The Dough Roller regularly looks Back to the Future because “even if the time for action has gone by, the time for extracting a lesson from history is ever at hand for those who are wise.”–Demosthenes (384-322 BCE)
I read an article the other day about closed-end mutual funds by Fire Finance entitled, Closed End Mutual Funds–Should We Stay Away From Them, which reminded me of Ed Leffler. But before we turn to Ed, what is a closed-end mutual fund, how is it different than an open-ended mutual fund, and which one do you own?
A closed-end mutual fund has a set number of shares that are sold initially through an IPO. You buy and sell through a broker; the fund does not redeem shares. An open-ended fund can issue more shares to existing or new investors, and it prices those new shares based on the Net Asset Value of the fund. Most if not all of the mutual funds you own are open-ended funds.
Before the Great Depression, most all funds were closed-end funds. It gets worse. The funds did not disclose their investments and set the value of the shares of their fund, a value that was usually significantly inflated. Of course, the market eventually caught up with these funds (as it always does) in the crash of 1929 and the ensuing carnage.

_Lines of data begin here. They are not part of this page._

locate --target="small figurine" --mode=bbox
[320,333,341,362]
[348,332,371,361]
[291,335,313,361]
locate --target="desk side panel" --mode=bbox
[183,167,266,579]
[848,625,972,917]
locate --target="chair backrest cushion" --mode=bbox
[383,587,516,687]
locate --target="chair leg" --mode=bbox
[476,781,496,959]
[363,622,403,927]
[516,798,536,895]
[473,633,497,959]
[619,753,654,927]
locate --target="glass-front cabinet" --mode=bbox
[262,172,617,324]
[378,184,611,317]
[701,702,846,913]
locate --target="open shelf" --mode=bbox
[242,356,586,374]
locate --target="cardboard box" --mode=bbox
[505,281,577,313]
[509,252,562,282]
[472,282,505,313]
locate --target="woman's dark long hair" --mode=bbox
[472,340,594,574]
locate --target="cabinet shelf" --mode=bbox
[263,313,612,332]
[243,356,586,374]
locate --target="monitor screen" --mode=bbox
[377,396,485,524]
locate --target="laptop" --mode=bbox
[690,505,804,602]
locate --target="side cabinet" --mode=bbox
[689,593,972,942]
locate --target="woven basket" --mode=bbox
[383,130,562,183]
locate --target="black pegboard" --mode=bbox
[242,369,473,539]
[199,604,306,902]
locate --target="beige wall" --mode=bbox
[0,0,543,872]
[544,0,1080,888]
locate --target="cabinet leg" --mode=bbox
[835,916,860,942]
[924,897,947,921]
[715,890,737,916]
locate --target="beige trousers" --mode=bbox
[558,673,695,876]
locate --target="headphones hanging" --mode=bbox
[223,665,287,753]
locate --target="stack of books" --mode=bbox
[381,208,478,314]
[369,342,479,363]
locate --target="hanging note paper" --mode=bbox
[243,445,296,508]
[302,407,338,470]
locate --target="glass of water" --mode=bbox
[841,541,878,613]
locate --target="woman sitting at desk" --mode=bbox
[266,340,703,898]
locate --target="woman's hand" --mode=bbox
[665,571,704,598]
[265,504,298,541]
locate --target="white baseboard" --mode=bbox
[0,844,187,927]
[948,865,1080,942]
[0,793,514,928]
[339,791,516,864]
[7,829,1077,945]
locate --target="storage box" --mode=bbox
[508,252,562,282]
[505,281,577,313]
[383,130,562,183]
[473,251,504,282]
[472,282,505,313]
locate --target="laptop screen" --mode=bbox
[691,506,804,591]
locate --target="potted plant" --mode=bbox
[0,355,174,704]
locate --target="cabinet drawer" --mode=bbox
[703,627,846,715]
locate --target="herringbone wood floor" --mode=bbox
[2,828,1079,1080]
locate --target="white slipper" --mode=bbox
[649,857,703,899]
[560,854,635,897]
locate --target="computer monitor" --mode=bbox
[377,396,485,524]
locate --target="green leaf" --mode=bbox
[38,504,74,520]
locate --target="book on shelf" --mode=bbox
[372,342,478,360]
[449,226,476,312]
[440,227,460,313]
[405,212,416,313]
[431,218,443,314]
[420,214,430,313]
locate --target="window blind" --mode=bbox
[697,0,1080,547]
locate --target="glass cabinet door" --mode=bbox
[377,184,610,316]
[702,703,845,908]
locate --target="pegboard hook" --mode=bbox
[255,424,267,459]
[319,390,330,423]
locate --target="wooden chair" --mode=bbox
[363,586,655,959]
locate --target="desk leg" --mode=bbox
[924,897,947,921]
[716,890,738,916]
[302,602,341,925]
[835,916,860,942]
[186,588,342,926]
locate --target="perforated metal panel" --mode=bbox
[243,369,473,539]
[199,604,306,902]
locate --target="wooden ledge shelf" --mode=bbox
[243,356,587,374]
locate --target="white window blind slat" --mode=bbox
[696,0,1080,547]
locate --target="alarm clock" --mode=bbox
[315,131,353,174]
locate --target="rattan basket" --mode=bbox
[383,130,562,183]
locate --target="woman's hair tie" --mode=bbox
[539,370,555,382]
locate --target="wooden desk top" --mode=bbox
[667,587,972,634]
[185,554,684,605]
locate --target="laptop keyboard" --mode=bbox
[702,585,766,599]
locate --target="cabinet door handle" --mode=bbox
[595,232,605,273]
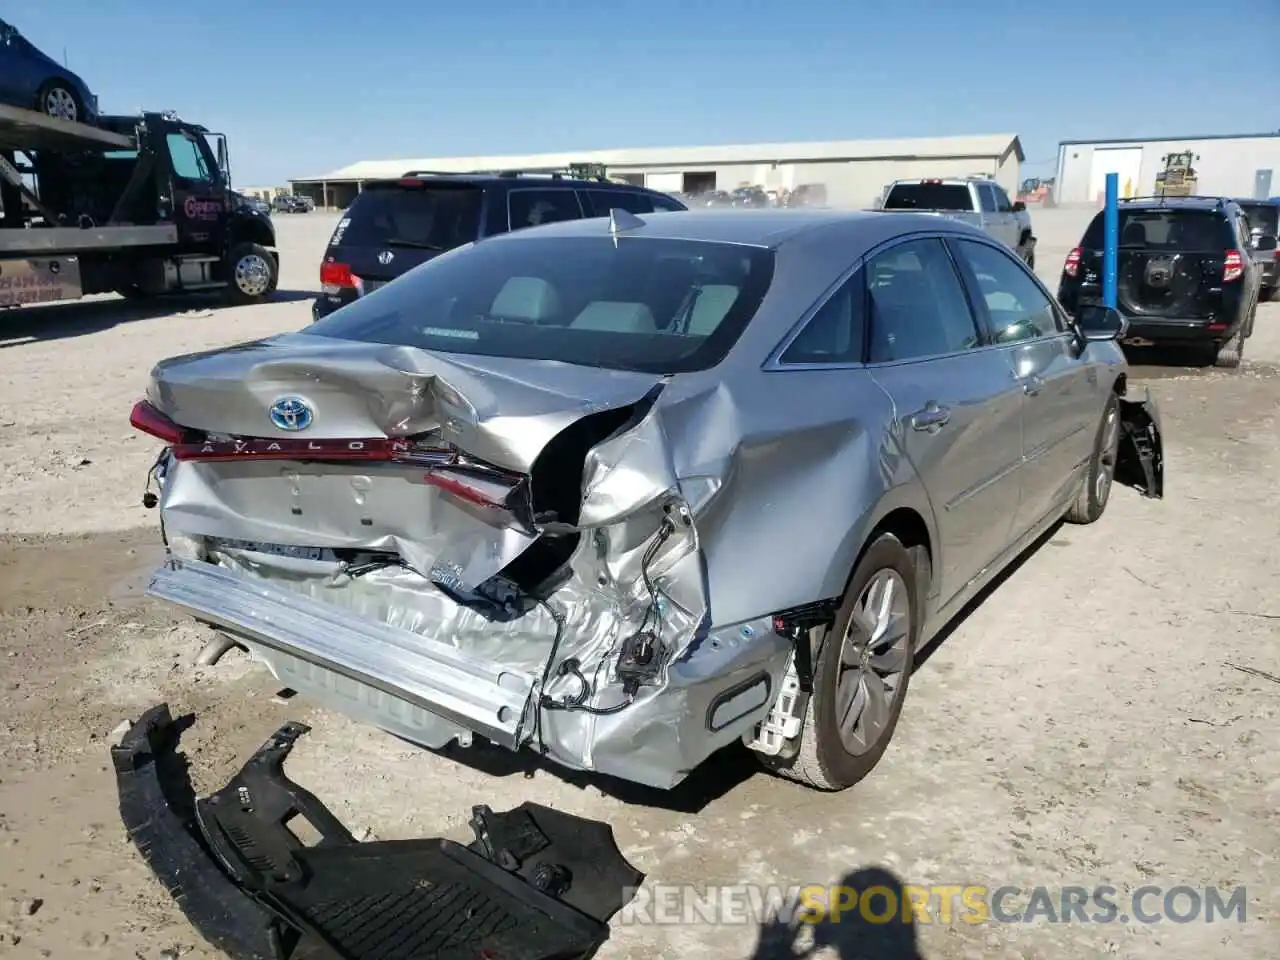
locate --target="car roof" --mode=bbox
[1115,196,1231,212]
[362,174,666,191]
[479,208,989,250]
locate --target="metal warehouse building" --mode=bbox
[290,133,1024,210]
[1054,133,1280,206]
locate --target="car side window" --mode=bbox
[866,238,981,362]
[992,185,1014,213]
[779,268,866,365]
[977,184,998,213]
[952,238,1061,342]
[507,189,583,230]
[585,190,655,216]
[650,194,686,212]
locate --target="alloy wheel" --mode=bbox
[234,254,271,298]
[836,569,911,755]
[1095,406,1120,505]
[44,87,78,122]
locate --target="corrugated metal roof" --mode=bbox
[293,134,1023,183]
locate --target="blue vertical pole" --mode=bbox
[1103,172,1119,310]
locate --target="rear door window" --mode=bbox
[335,185,482,251]
[977,184,999,213]
[507,189,584,230]
[883,182,974,211]
[584,190,655,216]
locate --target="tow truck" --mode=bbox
[0,103,278,308]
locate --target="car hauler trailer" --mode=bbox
[0,104,278,308]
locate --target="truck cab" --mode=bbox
[878,176,1037,267]
[0,105,278,306]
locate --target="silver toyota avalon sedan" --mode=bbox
[129,208,1164,792]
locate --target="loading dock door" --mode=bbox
[1089,147,1142,201]
[645,172,684,192]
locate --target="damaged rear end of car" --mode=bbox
[134,228,789,790]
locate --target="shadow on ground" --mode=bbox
[746,867,925,960]
[0,289,314,347]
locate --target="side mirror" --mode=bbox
[1256,235,1277,252]
[1075,305,1128,342]
[1011,201,1027,213]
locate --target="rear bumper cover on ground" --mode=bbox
[113,702,643,960]
[1117,388,1164,500]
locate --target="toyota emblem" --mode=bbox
[268,396,314,432]
[377,250,395,265]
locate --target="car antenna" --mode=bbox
[608,208,645,246]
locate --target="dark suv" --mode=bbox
[1236,198,1279,301]
[1057,196,1267,367]
[313,171,688,320]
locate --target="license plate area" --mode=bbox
[0,257,83,307]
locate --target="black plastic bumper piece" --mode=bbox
[1118,391,1164,500]
[112,704,289,959]
[114,703,644,960]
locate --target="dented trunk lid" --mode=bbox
[147,333,665,590]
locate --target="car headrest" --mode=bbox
[489,276,561,322]
[570,301,658,333]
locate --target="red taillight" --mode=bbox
[423,468,514,508]
[1223,250,1244,283]
[1064,247,1082,278]
[320,260,355,290]
[130,400,186,444]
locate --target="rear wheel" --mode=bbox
[1065,394,1120,525]
[759,535,918,791]
[1214,328,1244,368]
[226,243,278,305]
[37,82,82,123]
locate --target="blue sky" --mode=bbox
[9,0,1278,186]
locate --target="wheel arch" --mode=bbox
[819,485,939,610]
[226,216,276,254]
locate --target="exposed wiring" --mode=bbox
[527,515,678,757]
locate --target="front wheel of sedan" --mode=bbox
[760,534,918,791]
[1065,393,1120,525]
[38,82,82,123]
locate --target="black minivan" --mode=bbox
[314,172,687,321]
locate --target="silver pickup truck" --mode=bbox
[878,177,1037,267]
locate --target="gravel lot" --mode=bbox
[1,208,1277,960]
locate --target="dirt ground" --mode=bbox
[0,209,1278,960]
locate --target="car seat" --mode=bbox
[1121,221,1147,246]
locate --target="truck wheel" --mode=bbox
[227,243,278,305]
[37,82,82,123]
[759,534,918,791]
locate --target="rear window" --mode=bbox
[882,183,973,211]
[304,235,774,374]
[1081,209,1232,251]
[332,184,482,251]
[1239,203,1279,234]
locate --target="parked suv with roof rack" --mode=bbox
[313,171,688,321]
[1057,195,1267,368]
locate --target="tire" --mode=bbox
[37,81,82,123]
[226,242,278,305]
[1065,394,1121,525]
[759,535,919,791]
[1263,286,1277,303]
[1214,328,1244,368]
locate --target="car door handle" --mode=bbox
[909,404,951,431]
[1020,374,1045,396]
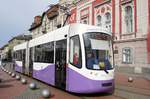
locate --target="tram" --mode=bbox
[13,23,114,93]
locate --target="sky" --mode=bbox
[0,0,58,48]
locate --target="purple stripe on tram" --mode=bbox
[33,64,55,86]
[15,63,22,73]
[66,67,114,93]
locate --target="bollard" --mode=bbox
[7,71,9,74]
[11,73,16,77]
[41,89,51,98]
[16,75,21,80]
[128,77,133,82]
[6,70,9,73]
[9,72,12,75]
[21,78,27,84]
[29,82,37,90]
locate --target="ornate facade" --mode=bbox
[65,0,150,73]
[30,0,150,74]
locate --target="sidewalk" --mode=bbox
[115,66,150,80]
[1,64,150,99]
[0,66,79,99]
[115,72,150,99]
[0,66,120,99]
[0,67,28,99]
[0,64,122,99]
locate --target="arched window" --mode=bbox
[105,12,111,31]
[83,20,87,24]
[125,6,133,33]
[42,16,47,34]
[81,17,88,24]
[105,12,111,24]
[96,15,102,26]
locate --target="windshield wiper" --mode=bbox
[104,68,109,74]
[104,63,109,74]
[103,59,110,74]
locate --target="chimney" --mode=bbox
[34,16,41,24]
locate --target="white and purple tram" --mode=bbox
[13,23,114,93]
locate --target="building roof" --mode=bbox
[0,34,32,50]
[8,34,32,43]
[1,44,9,50]
[29,4,59,31]
[47,4,59,19]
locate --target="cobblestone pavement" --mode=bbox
[115,72,150,99]
[0,66,120,99]
[0,67,27,99]
[1,64,150,99]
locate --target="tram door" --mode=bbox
[55,39,67,89]
[22,49,26,74]
[29,48,33,77]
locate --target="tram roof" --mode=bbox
[14,23,111,49]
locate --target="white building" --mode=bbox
[29,4,61,38]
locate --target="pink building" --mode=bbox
[65,0,150,74]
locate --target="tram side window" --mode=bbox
[16,50,22,61]
[69,35,82,68]
[34,42,54,63]
[13,52,17,59]
[14,51,18,60]
[22,49,26,60]
[15,51,18,60]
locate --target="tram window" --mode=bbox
[22,50,26,58]
[69,35,82,68]
[15,51,18,60]
[34,42,54,63]
[83,32,113,70]
[15,52,17,59]
[19,50,23,61]
[16,50,22,61]
[13,52,17,59]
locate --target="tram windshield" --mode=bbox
[83,32,113,71]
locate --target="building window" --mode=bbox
[105,12,111,24]
[69,35,82,68]
[83,20,87,24]
[122,48,132,64]
[47,21,50,30]
[105,12,111,31]
[96,15,102,26]
[125,6,133,33]
[81,17,88,24]
[53,18,57,27]
[37,28,40,34]
[42,20,47,34]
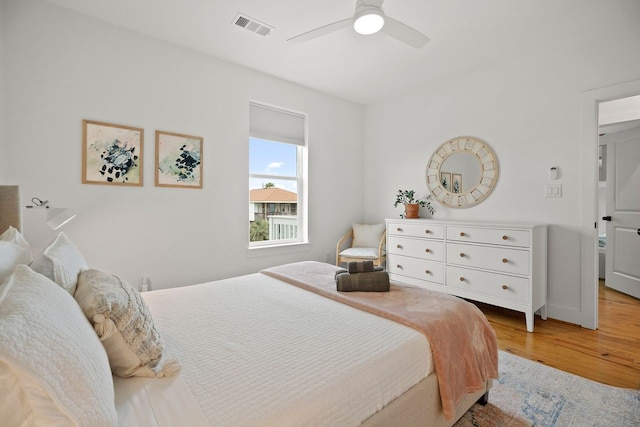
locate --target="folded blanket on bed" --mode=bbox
[261,261,499,422]
[347,260,383,274]
[336,271,390,292]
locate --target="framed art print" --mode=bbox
[155,131,203,189]
[452,173,462,194]
[82,119,143,186]
[440,172,451,191]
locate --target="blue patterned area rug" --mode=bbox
[454,351,640,426]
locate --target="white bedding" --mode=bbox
[116,272,433,426]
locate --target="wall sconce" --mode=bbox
[26,198,77,230]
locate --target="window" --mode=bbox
[249,103,306,247]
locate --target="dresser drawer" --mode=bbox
[388,254,444,284]
[446,226,530,248]
[387,222,444,239]
[447,242,530,275]
[387,236,444,261]
[446,266,529,304]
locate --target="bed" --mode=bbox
[0,185,498,427]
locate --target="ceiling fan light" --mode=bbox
[353,9,385,35]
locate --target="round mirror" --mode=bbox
[426,136,499,208]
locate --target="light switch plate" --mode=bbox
[545,184,562,198]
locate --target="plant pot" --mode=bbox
[404,203,420,218]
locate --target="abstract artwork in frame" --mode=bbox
[452,173,462,194]
[440,172,451,191]
[155,131,203,189]
[82,119,143,186]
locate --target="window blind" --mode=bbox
[249,103,305,146]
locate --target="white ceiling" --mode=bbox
[40,0,600,105]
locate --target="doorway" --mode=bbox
[580,80,640,330]
[598,105,640,299]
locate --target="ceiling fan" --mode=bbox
[287,0,430,49]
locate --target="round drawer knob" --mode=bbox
[425,229,431,234]
[396,227,403,232]
[459,277,465,282]
[459,253,465,257]
[396,264,403,269]
[502,258,508,263]
[396,244,402,249]
[425,270,430,275]
[425,248,431,253]
[460,232,466,237]
[502,285,508,290]
[502,235,508,240]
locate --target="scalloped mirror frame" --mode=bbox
[426,136,499,208]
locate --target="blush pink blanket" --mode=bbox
[261,261,499,421]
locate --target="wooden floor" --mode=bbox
[474,280,640,389]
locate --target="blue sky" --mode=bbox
[249,138,297,192]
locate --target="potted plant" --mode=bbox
[394,189,435,219]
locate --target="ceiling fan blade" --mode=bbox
[382,16,430,48]
[287,18,352,44]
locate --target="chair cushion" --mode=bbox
[339,247,380,260]
[352,223,385,248]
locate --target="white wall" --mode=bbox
[0,0,6,182]
[363,1,640,326]
[3,0,365,289]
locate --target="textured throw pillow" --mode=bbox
[30,232,88,295]
[74,269,181,378]
[0,265,117,427]
[0,226,33,282]
[352,223,385,248]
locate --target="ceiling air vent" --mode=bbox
[233,13,273,37]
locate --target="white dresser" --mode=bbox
[386,219,547,332]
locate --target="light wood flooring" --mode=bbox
[474,280,640,389]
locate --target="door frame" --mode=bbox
[580,79,640,329]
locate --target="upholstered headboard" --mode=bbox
[0,185,22,233]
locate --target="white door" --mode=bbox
[605,126,640,299]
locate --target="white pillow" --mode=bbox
[0,226,32,282]
[74,269,181,378]
[30,232,87,295]
[0,265,117,427]
[352,223,385,248]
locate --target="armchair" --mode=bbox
[336,223,386,268]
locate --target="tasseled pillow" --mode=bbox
[74,268,181,378]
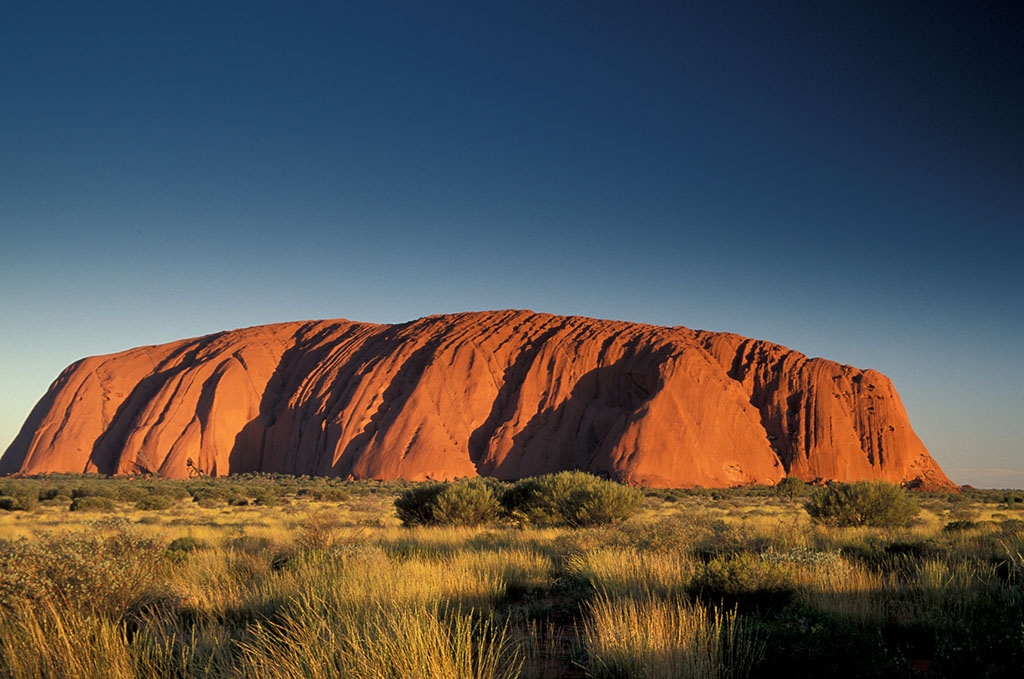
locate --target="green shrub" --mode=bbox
[38,486,73,502]
[694,553,797,596]
[394,478,502,527]
[503,471,643,527]
[69,496,116,512]
[433,479,502,526]
[394,483,445,526]
[111,485,148,503]
[803,481,920,527]
[71,486,118,500]
[0,493,37,511]
[135,494,175,511]
[0,496,20,511]
[297,486,351,502]
[775,476,807,499]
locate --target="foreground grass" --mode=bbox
[0,476,1022,678]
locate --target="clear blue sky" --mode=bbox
[2,1,1021,487]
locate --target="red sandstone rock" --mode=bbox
[0,311,953,488]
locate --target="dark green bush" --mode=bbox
[804,481,920,527]
[0,495,37,511]
[71,485,119,500]
[394,484,444,526]
[69,496,116,512]
[394,478,502,527]
[503,471,643,527]
[943,520,979,532]
[38,486,73,501]
[775,476,807,499]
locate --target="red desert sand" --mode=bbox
[0,310,952,489]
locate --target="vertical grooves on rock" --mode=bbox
[0,311,952,488]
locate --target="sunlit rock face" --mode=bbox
[0,310,953,488]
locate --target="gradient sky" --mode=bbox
[2,1,1021,487]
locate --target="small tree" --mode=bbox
[804,480,919,527]
[774,476,806,500]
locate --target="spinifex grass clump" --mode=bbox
[804,480,920,527]
[239,600,522,679]
[582,593,763,679]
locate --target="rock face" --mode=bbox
[0,311,952,488]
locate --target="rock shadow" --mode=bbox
[478,342,676,480]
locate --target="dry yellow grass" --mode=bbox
[1,483,1021,679]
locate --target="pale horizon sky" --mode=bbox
[2,1,1021,487]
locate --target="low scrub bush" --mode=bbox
[297,486,352,502]
[69,496,116,512]
[394,484,443,526]
[943,520,979,532]
[612,515,706,553]
[70,485,119,500]
[395,478,502,527]
[166,536,206,553]
[503,471,642,527]
[0,518,166,618]
[0,495,36,512]
[693,553,797,598]
[433,479,502,526]
[165,536,206,564]
[804,481,919,527]
[136,494,175,511]
[296,511,344,550]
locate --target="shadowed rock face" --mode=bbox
[0,311,953,488]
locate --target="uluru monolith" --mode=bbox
[0,310,953,488]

So back to Mr. Leffler. In March 1924, Mr. Leffler did what, at that time, had never been done before. He started an open-ended mutual fund. He named it the Massachusetts Investors Trust, which in Mr. Leffler’s words, allowed “investors [to] present their shares and receive liquidating values at any time.” Today, most mutual funds are modeled after Mr. Leffler’s open-ended fund. In 1924, however, his new fund was one-of-a-kind, and not until after the painful lessons of 1929 did the open-ended mutual fund gain traction.